During E!'s run as a broadcast service in Canada, the E! Ontario version of the service until the December 2008 discontinuation of the E! broadcast television system was available in HD over Hamilton, Ontario-based CHCH-TV (channel 11) on its channel 18 ATSC digital signal, though the majority of E!'s programming outside American primetime series before the shutdown of the television system was not available in the format.

== E! Online ==
E! Online is the online arm of E!, featuring live updates on entertainment news stories; the website includes an online-only entertainment news bulletin titled E! News Now, which is updated each weekday. The website also provides live streaming video of major red carpet events including movie premieres and award shows such as the Academy Awards and the Emmys, along with some blogs involving shows such as The Soup. Columnists featured on the website include Kristin dos Santos (the "Watch with Kristin" television blog), Ted Casablanca ("The Awful Truth" gossip blog), and Marc Malkin (writer of an eponymous gossip blog and host of a daily video blog on the site). The website was ranked among the best of 1998 by Entertainment Weekly.

As part of the rebrand of the cable channel on July 9, 2012, EOnline.com was redesigned for HTML5, including tablet and mobile devices.

== International versions ==
=== Australia and New Zealand ===

The Australia and New Zealand version of E1 was available for the first time in 2002. In 2023, E!'s content was folded into the new 7Bravo channel.

=== Canada ===

The Canadian channel Star! was rebranded as E! in 2010.

=== Europe ===

The European E! channel was launched in 2002.

=== Asia ===

E!'s Asian network aired across Southeast Asia and the Philippines from May 3, 1995, until December 31, 2019.

==== Philippines ====
Some of E! programs started to air on Cinema Television during its inception by RMN (thru UHF Channel 31; now acquired by BEAM). But in 2000, both RMN and E! announced its partnership to relaunch CTV into E! Philippines. It was originally broadcast 24 hours a day, but eventually reduced in 2001 to a primetime 6-midnight block, before ending in 2003. Some of E!'s programs were brought to the Philippines and remade in a local version, one of which was Wild On!
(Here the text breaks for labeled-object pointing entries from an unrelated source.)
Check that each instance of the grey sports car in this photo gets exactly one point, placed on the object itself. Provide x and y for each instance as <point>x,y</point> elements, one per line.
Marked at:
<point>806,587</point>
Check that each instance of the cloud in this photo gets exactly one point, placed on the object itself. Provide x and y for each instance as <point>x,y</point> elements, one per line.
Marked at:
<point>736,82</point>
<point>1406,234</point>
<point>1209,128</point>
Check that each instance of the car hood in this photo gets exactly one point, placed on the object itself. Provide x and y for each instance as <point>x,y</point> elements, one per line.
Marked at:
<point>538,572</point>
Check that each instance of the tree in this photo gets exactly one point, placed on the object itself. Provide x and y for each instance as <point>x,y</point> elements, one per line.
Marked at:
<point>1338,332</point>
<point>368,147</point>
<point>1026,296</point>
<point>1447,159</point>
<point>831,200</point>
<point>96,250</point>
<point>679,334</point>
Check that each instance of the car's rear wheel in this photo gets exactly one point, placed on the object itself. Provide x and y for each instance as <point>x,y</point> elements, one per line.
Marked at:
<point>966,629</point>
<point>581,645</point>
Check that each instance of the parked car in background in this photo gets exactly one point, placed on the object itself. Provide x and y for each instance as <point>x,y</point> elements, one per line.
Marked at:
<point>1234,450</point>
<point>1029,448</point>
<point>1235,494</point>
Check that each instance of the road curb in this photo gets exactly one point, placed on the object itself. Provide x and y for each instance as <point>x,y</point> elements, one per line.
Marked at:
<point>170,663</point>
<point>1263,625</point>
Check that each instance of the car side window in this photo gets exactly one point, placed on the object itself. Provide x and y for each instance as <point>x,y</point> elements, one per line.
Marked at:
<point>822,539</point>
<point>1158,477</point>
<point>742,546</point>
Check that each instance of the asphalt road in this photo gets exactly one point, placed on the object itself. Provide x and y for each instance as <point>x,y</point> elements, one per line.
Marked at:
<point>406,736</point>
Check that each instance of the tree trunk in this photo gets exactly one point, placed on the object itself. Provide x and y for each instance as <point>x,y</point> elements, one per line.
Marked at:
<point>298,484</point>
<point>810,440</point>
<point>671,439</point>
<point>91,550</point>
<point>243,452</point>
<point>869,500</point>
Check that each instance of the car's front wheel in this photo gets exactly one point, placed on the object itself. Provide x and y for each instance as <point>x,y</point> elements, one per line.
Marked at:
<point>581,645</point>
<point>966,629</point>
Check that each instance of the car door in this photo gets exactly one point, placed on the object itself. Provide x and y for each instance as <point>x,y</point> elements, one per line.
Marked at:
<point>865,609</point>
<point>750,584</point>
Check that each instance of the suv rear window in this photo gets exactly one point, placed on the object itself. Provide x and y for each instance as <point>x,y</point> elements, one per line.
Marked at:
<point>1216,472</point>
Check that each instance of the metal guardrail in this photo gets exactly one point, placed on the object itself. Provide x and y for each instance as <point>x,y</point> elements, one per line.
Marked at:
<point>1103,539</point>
Philippines.

Three years after the relaunch as a standalone cable channel, E! produced its first original reality series in Asia, It Takes Gutz to Be A Gutierrez starring the Gutierrez family.

==== Israel ====
E! is broadcast in Israel by cable provider HOT and by satellite provider yes.

==== Latin America ====
E! it is distributed in Latin America, since January 1, 1997, being operated by NBCUniversal International Networks and distributed by Ole Distribution (a joint venture between Warner Bros. Discovery and Ole Communications). Its operations center is located in Caracas, Bogotá and Mexico City.